If the numbers stay similar and the users have a process of allocating 1 to 5 percent of their holdings into bitcoin, the network would gain between 230 million and 1.15 billion USD in its market cap. If that was to occur, even though it is highly unlikely in the actual world, the boost to the BTC price would be at a maximum of about 9,300 USD.
Entangled Price Influences
Seeing a rise of nearly 10,000 USD seems like a great possibility, even if it is completely theoretical. Yet, that would still make the price of a BTC token below its previous maximum, if the bullish trend began showcasing itself today. But, not all PayPal account owners are esports players, tech enthusiasts, and similar otherwise crypto-interested groups. So, even a realistically huge interest in crypto inside of both platforms would mean a measly jump in bitcoin market cap and a small movement in the BTC price.
Even then, it would come as nothing more than one more influence in an already insanely entangled and only partially understandable mesh. The same influences collide, overlap, and override each other on a daily basis anyway. Adding PayPal and Venmo to this mix would not critically change it one way or another. More to the point, the price change that could come about because of this would be short-lived, because it is nothing on the scale of triggering a protracted bull run. This is seen in its media potential – which would turn out to be a one-day affair – but also any other market relevant to the crypto markets.
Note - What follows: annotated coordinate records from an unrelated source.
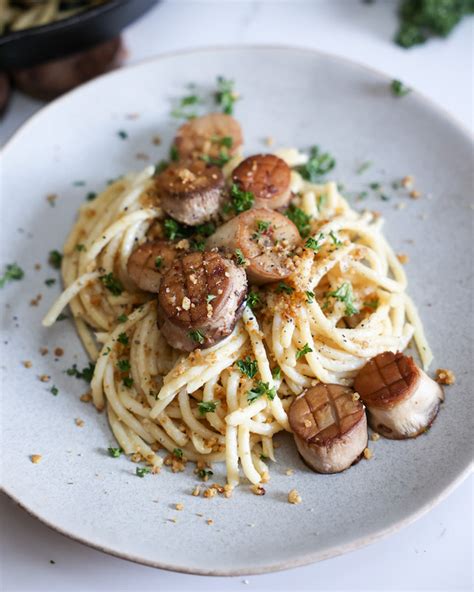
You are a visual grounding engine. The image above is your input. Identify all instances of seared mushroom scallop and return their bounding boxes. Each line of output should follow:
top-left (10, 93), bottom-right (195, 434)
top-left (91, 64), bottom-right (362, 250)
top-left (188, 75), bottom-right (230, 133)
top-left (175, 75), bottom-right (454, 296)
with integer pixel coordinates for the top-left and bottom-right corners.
top-left (156, 160), bottom-right (224, 226)
top-left (232, 154), bottom-right (291, 210)
top-left (158, 252), bottom-right (247, 351)
top-left (207, 208), bottom-right (300, 284)
top-left (354, 352), bottom-right (444, 440)
top-left (288, 383), bottom-right (367, 473)
top-left (174, 113), bottom-right (243, 159)
top-left (127, 240), bottom-right (177, 293)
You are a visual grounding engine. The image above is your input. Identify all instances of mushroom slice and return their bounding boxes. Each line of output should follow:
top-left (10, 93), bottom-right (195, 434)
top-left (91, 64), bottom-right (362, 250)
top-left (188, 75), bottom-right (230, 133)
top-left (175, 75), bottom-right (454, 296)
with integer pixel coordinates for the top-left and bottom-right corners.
top-left (288, 383), bottom-right (367, 473)
top-left (158, 252), bottom-right (247, 351)
top-left (232, 154), bottom-right (291, 210)
top-left (127, 240), bottom-right (177, 293)
top-left (156, 160), bottom-right (224, 226)
top-left (174, 113), bottom-right (243, 159)
top-left (207, 208), bottom-right (300, 284)
top-left (354, 352), bottom-right (444, 440)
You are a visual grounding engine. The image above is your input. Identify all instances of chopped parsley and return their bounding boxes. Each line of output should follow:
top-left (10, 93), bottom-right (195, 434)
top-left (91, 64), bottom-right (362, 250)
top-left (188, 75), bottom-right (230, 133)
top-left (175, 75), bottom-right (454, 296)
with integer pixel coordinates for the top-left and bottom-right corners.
top-left (48, 250), bottom-right (63, 269)
top-left (66, 362), bottom-right (95, 382)
top-left (329, 230), bottom-right (343, 247)
top-left (326, 282), bottom-right (359, 317)
top-left (235, 356), bottom-right (258, 378)
top-left (135, 467), bottom-right (151, 479)
top-left (390, 80), bottom-right (411, 97)
top-left (285, 205), bottom-right (311, 238)
top-left (229, 183), bottom-right (255, 214)
top-left (117, 333), bottom-right (128, 345)
top-left (0, 263), bottom-right (25, 288)
top-left (235, 249), bottom-right (247, 265)
top-left (296, 343), bottom-right (313, 360)
top-left (99, 272), bottom-right (123, 296)
top-left (173, 448), bottom-right (183, 458)
top-left (247, 290), bottom-right (262, 310)
top-left (198, 401), bottom-right (217, 415)
top-left (276, 282), bottom-right (295, 294)
top-left (107, 447), bottom-right (123, 458)
top-left (117, 360), bottom-right (130, 372)
top-left (188, 329), bottom-right (205, 345)
top-left (247, 380), bottom-right (276, 403)
top-left (214, 76), bottom-right (239, 115)
top-left (304, 232), bottom-right (324, 253)
top-left (296, 146), bottom-right (336, 183)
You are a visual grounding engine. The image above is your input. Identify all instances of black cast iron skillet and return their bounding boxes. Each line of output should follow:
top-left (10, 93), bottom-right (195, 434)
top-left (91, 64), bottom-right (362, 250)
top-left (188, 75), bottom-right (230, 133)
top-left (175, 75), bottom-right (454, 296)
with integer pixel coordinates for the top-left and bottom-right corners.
top-left (0, 0), bottom-right (159, 70)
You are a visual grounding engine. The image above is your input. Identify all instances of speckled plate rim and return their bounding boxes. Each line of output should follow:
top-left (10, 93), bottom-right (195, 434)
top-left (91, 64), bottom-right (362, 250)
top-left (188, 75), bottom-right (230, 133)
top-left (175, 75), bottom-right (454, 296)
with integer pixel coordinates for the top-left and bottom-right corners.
top-left (0, 44), bottom-right (474, 576)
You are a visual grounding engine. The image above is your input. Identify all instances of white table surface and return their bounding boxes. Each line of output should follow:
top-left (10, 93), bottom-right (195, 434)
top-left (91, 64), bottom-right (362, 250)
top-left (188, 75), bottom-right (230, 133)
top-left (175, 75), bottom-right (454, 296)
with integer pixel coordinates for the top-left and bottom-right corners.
top-left (0, 0), bottom-right (474, 592)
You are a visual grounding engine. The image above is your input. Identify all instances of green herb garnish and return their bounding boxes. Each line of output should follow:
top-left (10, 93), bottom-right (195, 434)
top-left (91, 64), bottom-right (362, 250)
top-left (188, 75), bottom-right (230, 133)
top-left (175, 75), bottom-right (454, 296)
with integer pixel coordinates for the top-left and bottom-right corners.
top-left (247, 380), bottom-right (276, 403)
top-left (198, 401), bottom-right (217, 415)
top-left (235, 356), bottom-right (258, 378)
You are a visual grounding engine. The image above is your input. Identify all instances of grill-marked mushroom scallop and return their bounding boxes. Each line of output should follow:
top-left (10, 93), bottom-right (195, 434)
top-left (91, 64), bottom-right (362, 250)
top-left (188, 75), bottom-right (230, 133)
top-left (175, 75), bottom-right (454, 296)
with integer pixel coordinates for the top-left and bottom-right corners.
top-left (232, 154), bottom-right (291, 210)
top-left (127, 240), bottom-right (177, 293)
top-left (156, 160), bottom-right (224, 226)
top-left (158, 252), bottom-right (247, 351)
top-left (354, 352), bottom-right (444, 440)
top-left (288, 383), bottom-right (367, 473)
top-left (174, 113), bottom-right (243, 159)
top-left (207, 208), bottom-right (300, 284)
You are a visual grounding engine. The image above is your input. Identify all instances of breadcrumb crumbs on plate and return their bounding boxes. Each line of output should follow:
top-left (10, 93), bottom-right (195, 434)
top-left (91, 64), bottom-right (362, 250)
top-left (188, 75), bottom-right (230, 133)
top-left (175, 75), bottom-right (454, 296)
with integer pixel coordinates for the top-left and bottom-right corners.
top-left (288, 489), bottom-right (303, 504)
top-left (397, 253), bottom-right (410, 265)
top-left (436, 368), bottom-right (456, 385)
top-left (250, 483), bottom-right (266, 495)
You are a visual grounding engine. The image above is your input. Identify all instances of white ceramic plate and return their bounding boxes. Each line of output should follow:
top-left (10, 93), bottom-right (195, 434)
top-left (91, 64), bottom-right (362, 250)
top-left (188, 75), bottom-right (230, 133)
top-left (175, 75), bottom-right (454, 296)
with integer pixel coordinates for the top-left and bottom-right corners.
top-left (0, 48), bottom-right (472, 575)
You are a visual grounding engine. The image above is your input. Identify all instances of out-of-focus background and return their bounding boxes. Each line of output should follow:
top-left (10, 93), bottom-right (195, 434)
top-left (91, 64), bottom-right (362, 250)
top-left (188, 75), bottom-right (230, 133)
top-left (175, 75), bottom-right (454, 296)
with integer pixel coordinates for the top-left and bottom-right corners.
top-left (0, 0), bottom-right (474, 592)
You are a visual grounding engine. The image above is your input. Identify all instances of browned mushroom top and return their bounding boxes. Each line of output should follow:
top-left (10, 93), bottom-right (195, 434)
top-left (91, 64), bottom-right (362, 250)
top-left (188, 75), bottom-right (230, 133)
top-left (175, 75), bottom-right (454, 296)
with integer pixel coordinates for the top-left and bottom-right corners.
top-left (232, 154), bottom-right (291, 208)
top-left (174, 113), bottom-right (243, 158)
top-left (288, 383), bottom-right (364, 445)
top-left (159, 251), bottom-right (246, 328)
top-left (354, 352), bottom-right (420, 407)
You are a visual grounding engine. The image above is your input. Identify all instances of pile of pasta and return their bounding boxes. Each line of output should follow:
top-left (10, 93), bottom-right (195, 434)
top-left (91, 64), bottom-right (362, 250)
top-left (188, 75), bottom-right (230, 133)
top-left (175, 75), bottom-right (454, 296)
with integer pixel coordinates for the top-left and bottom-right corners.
top-left (43, 150), bottom-right (431, 487)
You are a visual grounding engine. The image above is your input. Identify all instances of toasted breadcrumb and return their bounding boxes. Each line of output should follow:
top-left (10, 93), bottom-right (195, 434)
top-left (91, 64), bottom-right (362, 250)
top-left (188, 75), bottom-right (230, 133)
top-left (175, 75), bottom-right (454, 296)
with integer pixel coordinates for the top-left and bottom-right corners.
top-left (436, 368), bottom-right (456, 385)
top-left (288, 489), bottom-right (303, 504)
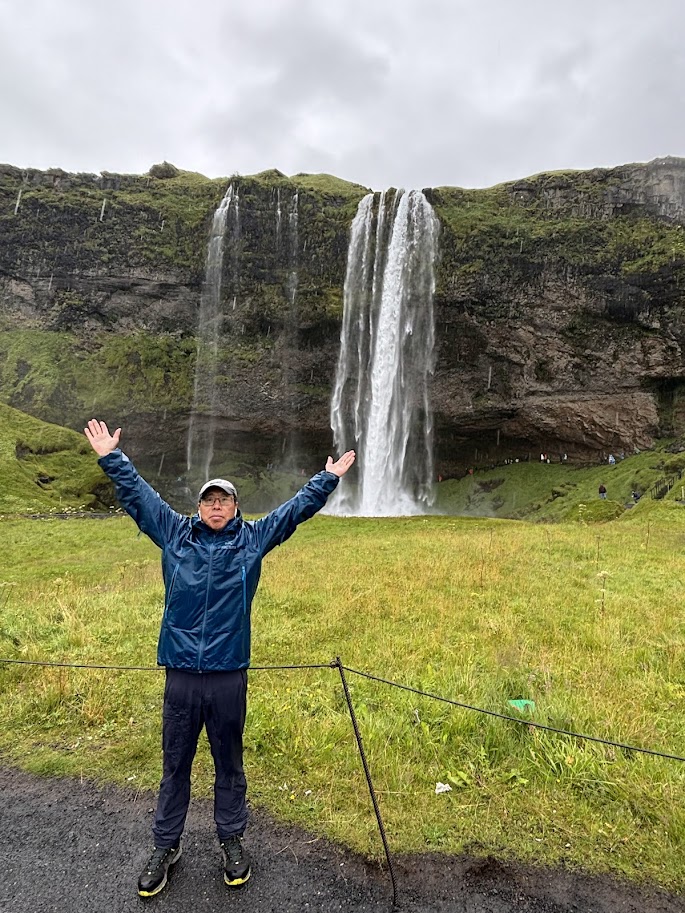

While the analysis Watkins created offers an interesting hypothetical insight, the truth remains that the crypto markets are entities moved by feeling just as much as rationality. Right now, the feeling is that the general global financial space is in trouble. Not just because of the COVID-19 coronavirus pandemic, but because of the pressure cracks and faultlines it revealed. These are not going anywhere and once the cracks are visible, they cannot be easily unseen or forgotten.
The inclusion of crypto in PayPal and Venmo is not, as many traditional analysts see it, a positive signal to the institutional investors. Instead, it is a positive signal to the actual everyday users. No matter how much bitcoin does not remind traditional investors of fiat money, it is still valuable to anyone who has it. Once they do have it, they are free to figure out, like often in digital ventures, how to use and apply it. Institutional investors might come sooner, or later, or potentially never, but none of it actually hurts bitcoin.
Their appearance does help immensely, of course, but the structure is designed with it being independent of such a scenario becoming a necessity. Unlike a startup that does not have a working product, bitcoin is not desperate for its big investor. Instead, it is a working product and offers a working solution. The fact that PayPal wants to integrate that product into its system just underlines its value and stability for everyone to see.